Pixelated Neural Networks
Running deep neural network operations in image sensor pixels is enabling state-of-the-art computer vision applications for tinyML.
Computer vision provides a very dense source of information about the world, so it should come as no surprise that this technology is being used in a wide range of applications, from surveillance to wildlife monitoring and autonomous driving, to name a few. But the richness of this data is a double-edged sword β while it enables the development of many fantastic new technologies, it also requires a lot of computing horsepower to make any sense of. And that often means high costs, poor energy efficiency, and limited portability. To improve this state of affairs and bring computer vision to more applications, a number of efforts have been undertaken in recent years to move the processing closer to the image sensor, where it can operate more efficiently.
These efforts have generally fallen into one of three broad categories β near-sensor processing, in-sensor processing, or in-pixel processing. In the first case, a specialized processing chip is located on the same circuit board as the image sensor, which saves a trip to the cloud for processing, but still presents a data transfer bottleneck between the sensor and processor. In-sensor processing moves the processing a step closer by placing it within the image sensor itself, but it does not fully eliminate the data transfer bottleneck seen with near-sensor processing. As a better path forward, in-pixel processing techniques have been developed that move processing directly into each individual pixel of the image sensor, eliminating data transfer delays.
While this method offers a lot of promise, present implementations tend to rely on emerging technologies that are not yet production ready, or they do not support the types of operations that a real world machine learning model requires, like multi-bit, multi-channel convolution operations, batch normalization, and Rectified Linear Units. These solutions look impressive on paper, but where the rubber meets the road, they are not useful for anything more than solving toy problems.

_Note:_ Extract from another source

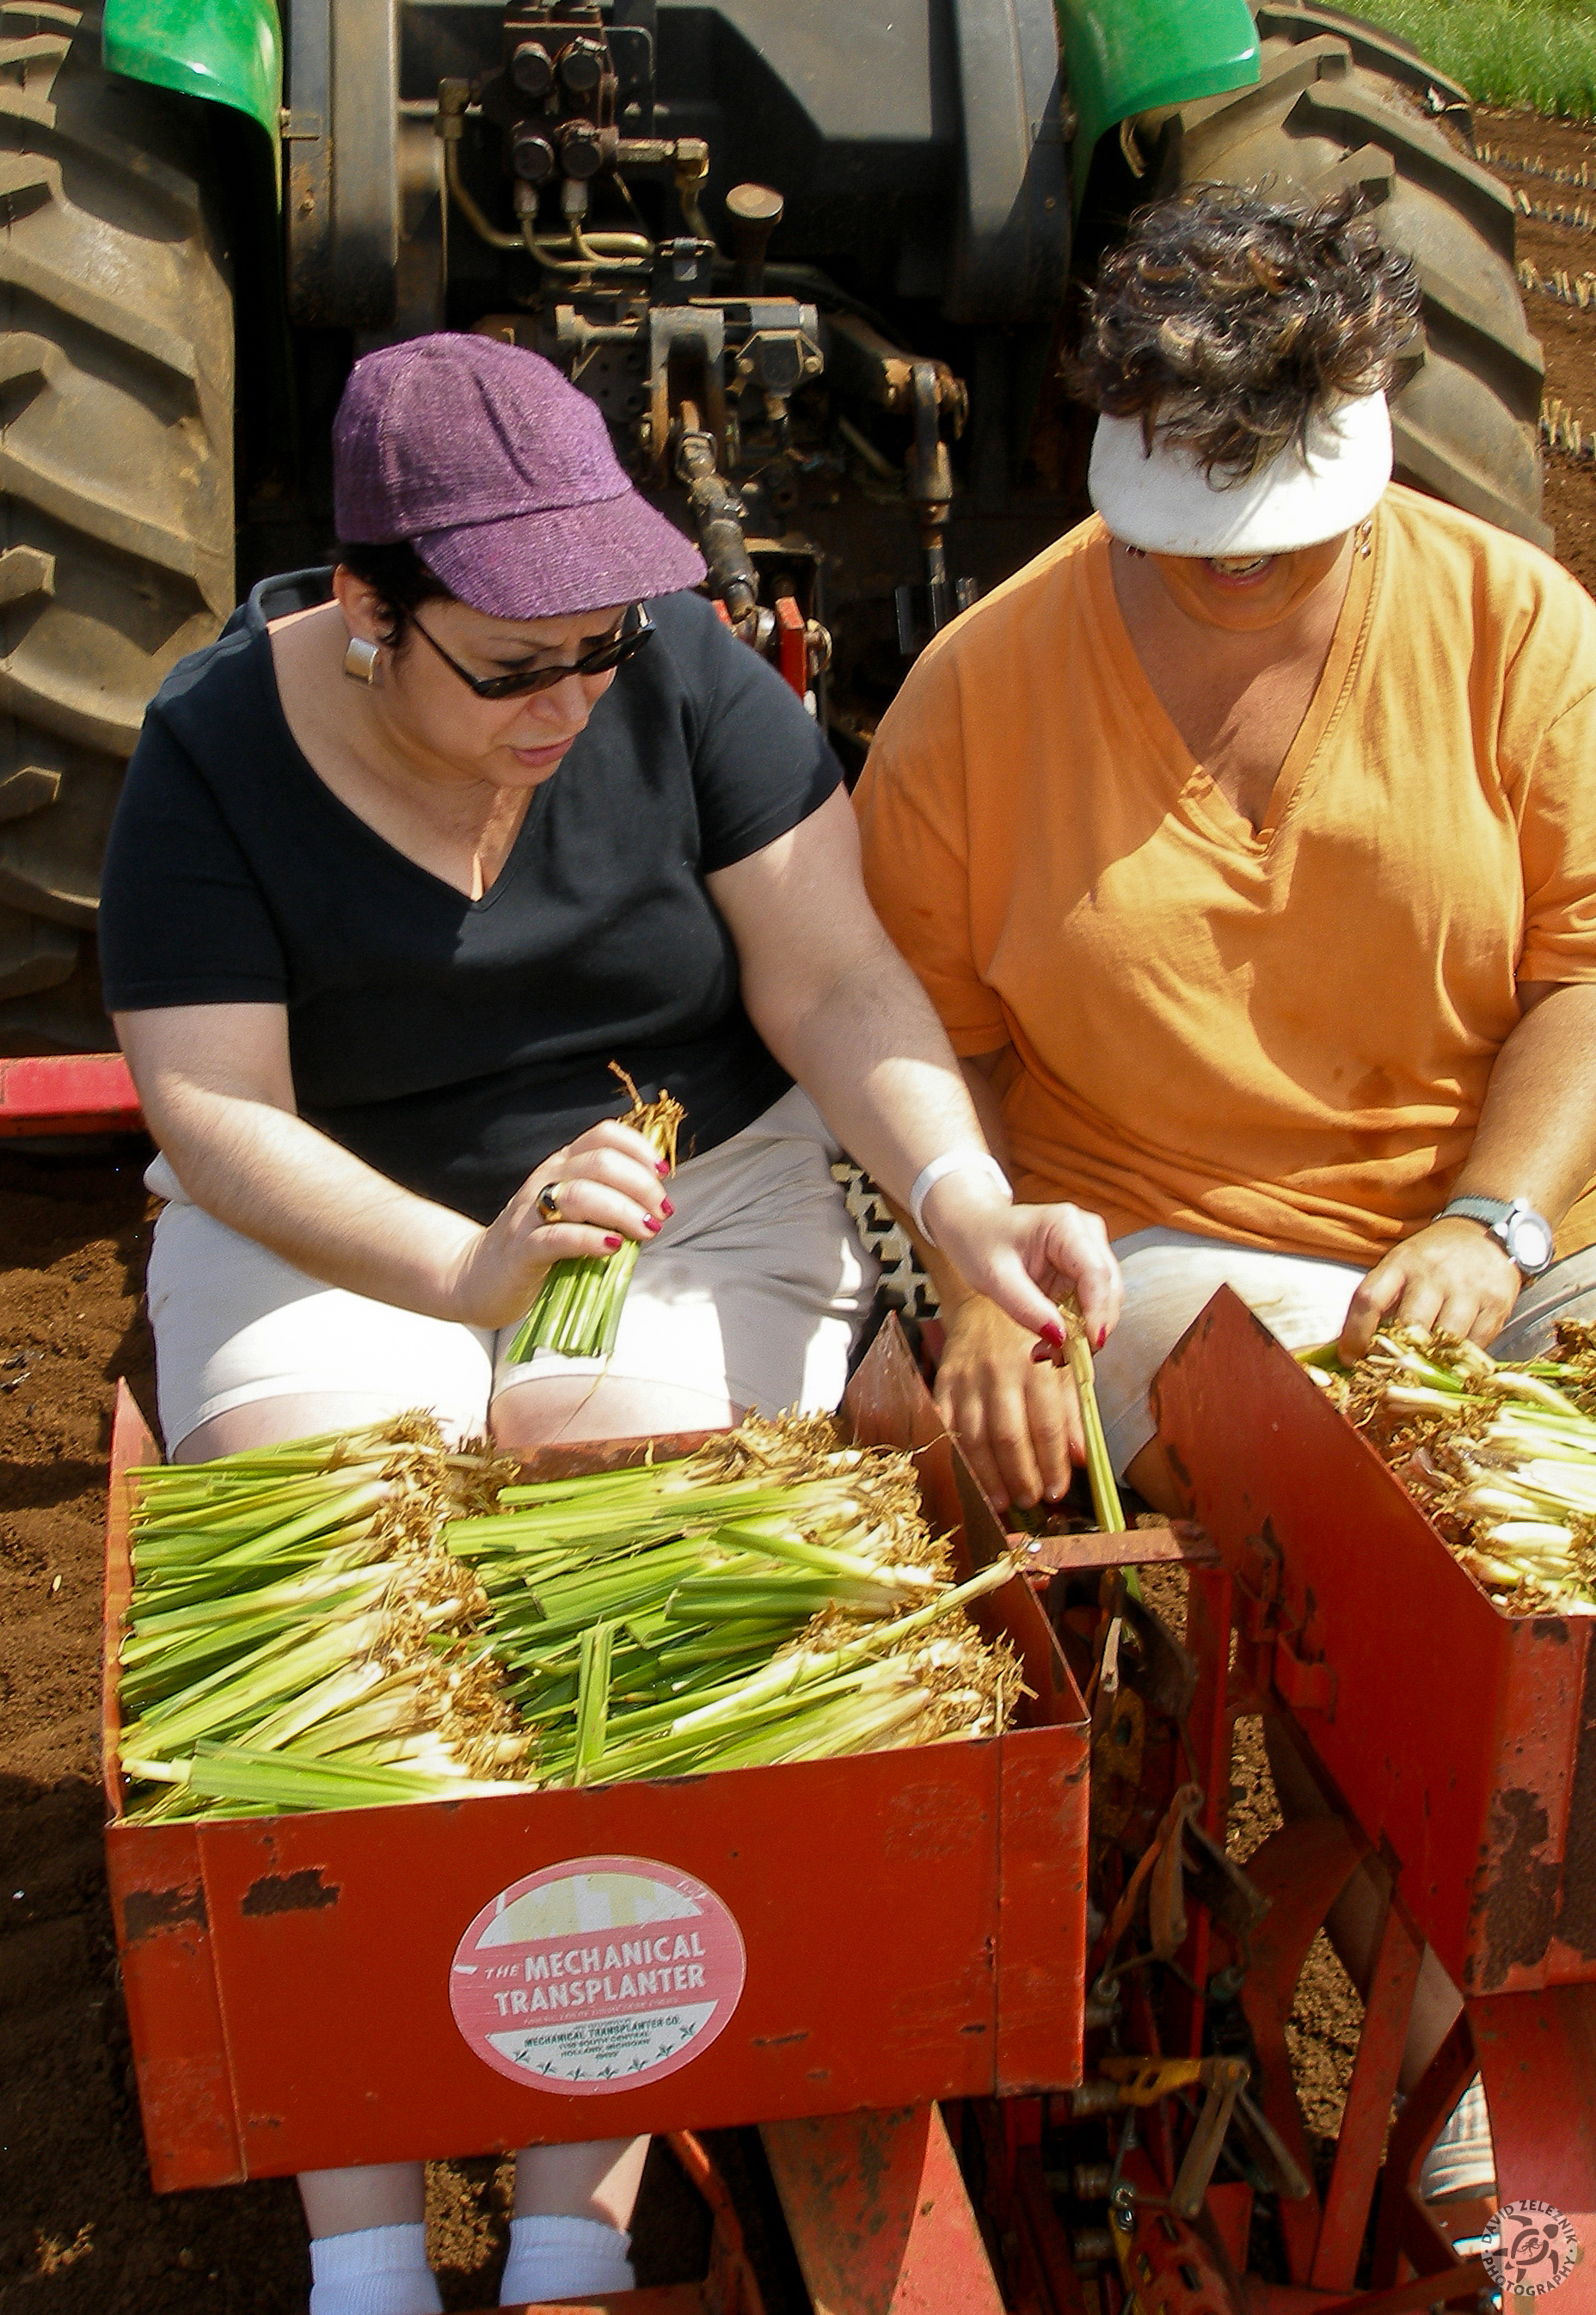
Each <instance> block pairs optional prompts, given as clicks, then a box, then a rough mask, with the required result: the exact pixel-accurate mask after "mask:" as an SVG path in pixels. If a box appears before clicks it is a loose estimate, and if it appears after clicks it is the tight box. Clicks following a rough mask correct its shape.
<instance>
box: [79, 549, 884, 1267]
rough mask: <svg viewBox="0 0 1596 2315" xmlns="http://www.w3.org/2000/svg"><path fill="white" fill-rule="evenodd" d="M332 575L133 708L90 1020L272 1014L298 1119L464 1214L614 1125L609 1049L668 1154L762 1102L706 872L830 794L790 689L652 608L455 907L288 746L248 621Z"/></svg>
mask: <svg viewBox="0 0 1596 2315" xmlns="http://www.w3.org/2000/svg"><path fill="white" fill-rule="evenodd" d="M329 581H331V572H294V574H290V576H285V579H266V581H262V583H259V586H257V588H255V593H252V595H250V600H248V604H243V607H241V609H239V611H236V613H234V616H232V620H229V623H227V630H225V632H222V637H220V639H218V641H215V644H211V646H208V648H206V651H197V653H195V655H192V657H188V660H183V662H178V667H176V669H174V671H171V676H169V678H167V683H164V685H162V688H160V692H158V695H155V699H153V701H151V708H148V715H146V720H144V734H141V738H139V745H137V750H134V757H132V764H130V766H127V778H125V785H123V796H120V803H118V808H116V822H114V826H111V843H109V852H107V866H104V898H102V905H100V961H102V975H104V998H107V1007H109V1009H111V1012H148V1009H155V1007H169V1005H285V1007H287V1028H290V1053H292V1067H294V1093H296V1100H299V1109H301V1116H303V1118H308V1120H310V1123H313V1125H317V1127H320V1130H322V1132H324V1134H329V1137H331V1139H334V1141H338V1144H343V1148H347V1151H352V1153H354V1155H357V1158H364V1160H366V1162H368V1164H373V1167H375V1169H378V1171H380V1174H387V1176H389V1181H396V1183H403V1185H405V1188H408V1190H419V1192H422V1195H424V1197H433V1199H438V1201H440V1204H445V1206H454V1208H456V1211H459V1213H468V1215H473V1218H475V1220H479V1222H486V1220H491V1218H493V1215H496V1213H498V1211H500V1206H503V1204H505V1201H507V1199H510V1197H512V1195H514V1190H519V1185H521V1183H524V1181H526V1176H528V1174H530V1169H533V1167H535V1164H537V1160H540V1158H547V1153H549V1151H551V1148H558V1146H561V1144H565V1141H570V1139H572V1137H574V1134H579V1132H584V1130H586V1127H588V1125H595V1123H598V1118H605V1116H618V1114H621V1109H623V1107H625V1100H623V1095H618V1088H616V1079H614V1076H612V1074H609V1063H612V1060H618V1063H621V1065H623V1067H625V1070H630V1072H632V1076H635V1079H637V1086H639V1090H642V1093H644V1095H653V1093H658V1088H660V1086H667V1088H669V1090H672V1093H674V1095H676V1100H679V1102H683V1104H686V1111H688V1120H686V1127H683V1148H688V1146H690V1148H697V1151H707V1148H713V1146H716V1144H718V1141H725V1139H730V1134H734V1132H739V1130H741V1127H744V1125H748V1123H751V1120H753V1118H757V1116H760V1111H762V1109H769V1104H771V1102H774V1100H778V1095H781V1093H783V1090H785V1088H788V1083H790V1079H788V1076H785V1072H783V1070H781V1065H778V1063H776V1060H774V1056H771V1053H769V1051H767V1046H764V1044H762V1042H760V1037H757V1032H755V1028H753V1023H751V1021H748V1014H746V1012H744V1005H741V995H739V972H737V949H734V947H732V935H730V931H727V926H725V919H723V917H720V914H718V910H716V905H713V901H711V898H709V891H707V887H704V877H707V875H709V873H713V870H716V868H730V866H732V863H734V861H741V859H748V854H753V852H757V850H762V847H764V845H769V843H774V840H776V838H778V836H785V833H788V829H792V826H797V824H799V822H801V820H806V817H808V815H811V813H813V810H818V808H820V806H822V803H825V799H827V796H829V794H832V789H834V787H836V785H839V780H841V769H839V764H836V757H834V755H832V750H829V748H827V745H825V741H822V736H820V732H818V727H815V722H813V718H811V715H806V711H804V706H801V704H799V701H797V699H795V695H792V692H790V690H788V685H785V683H783V681H781V678H778V676H776V671H774V669H771V667H769V664H767V662H764V660H760V657H757V655H755V653H753V651H748V646H746V644H741V641H737V637H732V634H730V632H727V627H725V625H723V620H720V618H718V616H716V611H713V609H711V604H709V602H704V600H702V597H700V595H665V597H660V600H656V602H651V604H649V616H651V620H653V627H656V637H653V641H651V644H646V646H644V648H642V651H639V653H637V657H632V660H628V662H625V664H623V667H621V669H618V671H616V678H614V683H612V685H609V690H607V692H605V695H602V697H600V699H598V704H595V708H593V715H591V720H588V727H586V729H584V732H581V736H579V738H577V743H574V745H572V748H570V752H568V755H565V759H563V762H561V766H558V771H556V773H554V778H549V780H544V782H542V787H537V789H535V794H533V801H530V808H528V813H526V820H524V822H521V831H519V836H517V840H514V847H512V852H510V859H507V861H505V866H503V870H500V875H498V877H496V882H493V887H491V889H489V891H486V894H484V896H482V898H479V901H470V898H466V894H461V891H456V889H454V887H452V884H445V882H442V880H440V877H435V875H431V870H426V868H422V866H417V863H415V861H412V859H408V857H405V854H403V852H398V850H396V847H394V845H389V843H387V840H385V838H382V836H378V833H375V829H371V826H366V822H364V820H359V815H357V813H352V810H350V808H347V806H345V803H341V801H338V799H336V796H334V792H331V789H329V787H324V782H322V780H320V778H317V776H315V771H313V769H310V764H308V762H306V757H303V755H301V752H299V748H296V743H294V736H292V732H290V727H287V718H285V715H283V701H280V697H278V683H276V671H273V662H271V637H269V634H266V620H271V618H283V616H285V613H290V611H301V609H308V607H313V604H317V602H327V600H329V593H331V586H329Z"/></svg>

In-pixel processing suitable for real world applications looks to be a few steps closer to becoming a reality as a result of the recent work of a team at the University of Southern California. Called Processing-in-Pixel-in-Memory, their method incorporates network weights and activations at the individual pixel level to enable highly-parallelized computing inside image sensors that is capable of performing operations like convolutions that many neural networks need to perform. In fact, sensors implementing these techniques are capable of performing all of the operations required to process the first few layers of a modern deep neural network. No toy problems involving MNIST digit classifications to see here, folks.
The researchers tested out their approach by building a MobileNetV2 model trained on a visual wake words dataset using their methods. It was found that data transfer delays were reduced by a whopping 21 times when compared to standard near-processing and in-sensor implementations. That efficiency also manifested itself in a lower energy budget, with the energy-delay product found to have been reduced by 11 times. Importantly, these efficiency gains were achieved without any substantive reduction in model accuracy.

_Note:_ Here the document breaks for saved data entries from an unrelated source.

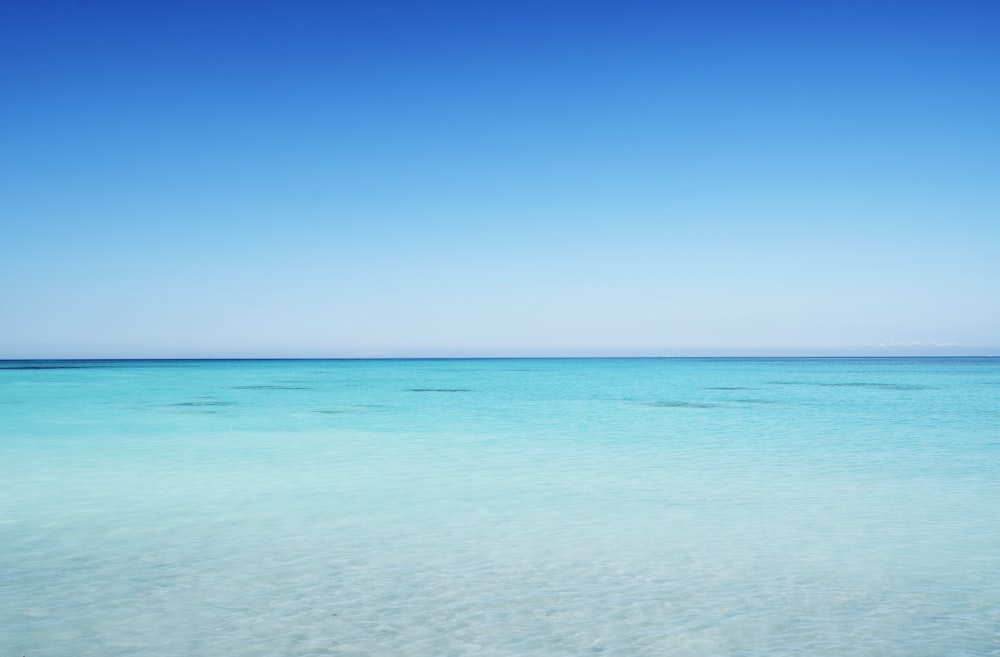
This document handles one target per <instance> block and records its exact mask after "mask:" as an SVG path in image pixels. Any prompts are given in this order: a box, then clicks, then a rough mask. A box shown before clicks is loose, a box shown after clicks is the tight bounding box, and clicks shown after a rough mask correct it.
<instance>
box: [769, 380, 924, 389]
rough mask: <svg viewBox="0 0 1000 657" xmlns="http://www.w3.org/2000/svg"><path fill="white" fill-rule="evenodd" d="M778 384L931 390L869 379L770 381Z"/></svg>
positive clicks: (913, 383) (799, 385)
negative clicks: (877, 381)
mask: <svg viewBox="0 0 1000 657" xmlns="http://www.w3.org/2000/svg"><path fill="white" fill-rule="evenodd" d="M769 383H771V384H772V385H778V386H815V387H818V388H872V389H875V390H931V389H932V388H931V386H924V385H919V384H915V383H874V382H871V381H848V382H844V383H829V382H826V381H770V382H769Z"/></svg>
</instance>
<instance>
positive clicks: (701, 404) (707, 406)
mask: <svg viewBox="0 0 1000 657" xmlns="http://www.w3.org/2000/svg"><path fill="white" fill-rule="evenodd" d="M646 406H649V407H650V408H715V406H716V405H715V404H706V403H704V402H672V401H667V402H649V403H648V404H646Z"/></svg>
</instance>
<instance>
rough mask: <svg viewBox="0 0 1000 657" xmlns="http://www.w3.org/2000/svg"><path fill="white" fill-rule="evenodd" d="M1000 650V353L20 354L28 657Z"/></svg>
mask: <svg viewBox="0 0 1000 657" xmlns="http://www.w3.org/2000/svg"><path fill="white" fill-rule="evenodd" d="M125 655H129V656H132V655H135V656H140V655H141V656H149V657H182V656H183V657H197V656H219V657H222V656H225V657H234V656H235V657H241V656H248V657H250V656H260V657H264V656H267V657H276V656H277V657H295V656H301V657H306V656H319V655H338V656H357V657H361V656H375V655H378V656H383V655H384V656H393V657H395V656H399V657H449V656H455V657H458V656H465V655H476V656H482V657H515V656H516V657H532V656H539V657H541V656H581V655H601V656H607V657H611V656H615V657H617V656H623V657H624V656H630V657H631V656H644V655H656V656H678V657H681V656H685V657H686V656H690V657H696V656H697V657H709V656H711V657H718V656H722V657H724V656H734V657H735V656H740V657H757V656H760V657H763V656H768V657H780V656H786V655H787V656H793V655H794V656H796V657H802V656H806V657H851V656H857V657H861V656H871V657H888V656H899V657H960V656H969V657H971V656H987V655H989V656H997V655H1000V359H997V358H898V359H896V358H862V359H854V358H815V359H813V358H801V359H800V358H782V359H744V358H706V359H698V358H649V359H645V358H626V359H616V358H595V359H483V360H191V361H185V360H164V361H143V360H123V361H51V360H48V361H2V362H0V657H116V656H125Z"/></svg>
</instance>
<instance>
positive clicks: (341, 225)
mask: <svg viewBox="0 0 1000 657" xmlns="http://www.w3.org/2000/svg"><path fill="white" fill-rule="evenodd" d="M2 11H3V15H2V16H0V18H2V19H3V20H0V33H2V34H0V36H2V37H3V38H0V43H3V44H4V45H2V46H0V48H2V52H3V54H4V55H5V57H4V59H5V61H6V62H8V63H7V64H5V66H4V67H3V69H2V71H0V81H2V83H3V88H4V89H6V92H5V94H4V95H5V97H6V102H5V103H4V105H3V106H2V107H0V115H2V118H3V121H2V125H3V127H2V128H0V130H2V137H3V144H4V145H3V148H2V149H0V167H2V174H3V179H4V180H5V185H4V187H5V190H4V192H3V194H2V197H0V226H2V236H3V241H4V245H5V248H4V252H5V253H4V257H3V259H2V260H0V358H49V357H51V358H71V357H82V358H96V357H370V356H379V357H394V356H400V357H410V356H517V355H525V356H545V355H793V354H803V355H810V354H813V355H845V354H859V355H928V354H938V355H959V354H974V355H988V354H994V353H1000V346H998V345H1000V303H998V302H997V296H998V295H997V290H998V289H1000V285H998V284H1000V264H998V261H1000V258H998V256H997V246H998V244H1000V218H998V208H1000V203H998V201H1000V186H998V185H997V181H998V176H997V173H998V171H1000V166H998V165H1000V139H998V137H1000V131H998V126H1000V118H998V117H1000V85H997V84H996V81H997V79H998V76H997V74H998V72H1000V44H998V40H997V39H996V38H995V35H996V33H997V29H998V27H1000V10H998V8H997V6H995V5H991V4H990V3H974V2H970V3H956V4H954V5H951V4H949V5H948V6H947V7H946V6H940V7H936V8H935V7H930V6H923V5H920V6H917V5H912V4H904V3H898V4H896V3H865V4H860V3H859V4H850V3H848V4H846V5H843V6H839V7H824V8H813V9H803V8H801V7H798V5H797V4H796V3H790V2H789V3H780V2H777V3H765V4H762V5H760V6H757V7H755V8H753V9H751V8H748V7H745V6H741V5H740V4H737V3H732V4H729V3H715V4H711V3H710V4H706V5H705V6H704V7H702V8H695V7H688V8H677V7H662V8H651V7H649V6H647V5H645V4H642V3H639V4H629V3H625V4H621V3H616V4H615V5H614V6H612V5H611V4H610V3H606V4H600V3H591V4H580V5H576V4H566V5H561V4H558V3H556V4H553V5H551V6H550V7H548V8H546V9H544V10H542V9H539V8H537V7H533V6H532V5H530V4H519V3H474V6H471V5H465V4H461V3H456V4H449V3H373V4H371V5H366V4H365V3H358V4H356V5H355V4H349V3H299V4H295V5H279V4H277V3H274V4H254V3H250V4H243V5H238V4H233V5H230V4H228V3H209V4H208V5H196V4H187V3H176V4H172V6H170V7H159V8H152V7H142V6H129V5H127V4H117V3H101V2H97V3H92V4H88V5H86V6H84V5H81V4H78V3H46V2H40V3H37V4H35V3H31V6H27V7H14V6H8V7H5V8H4V9H3V10H2Z"/></svg>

Since the first few layers of the model are processed in-pixel, only a small amount of compressed data needs to be sent to an off-sensor processor. This not only eliminates data transfer bottlenecks, but also means that inexpensive microcontrollers can be paired with these image sensors to enable advanced visual algorithms to run on ever smaller platforms, without sacrificing quality. Make sure to keep your eyes on this work in the future to see what changes it may bring to tinyML applications.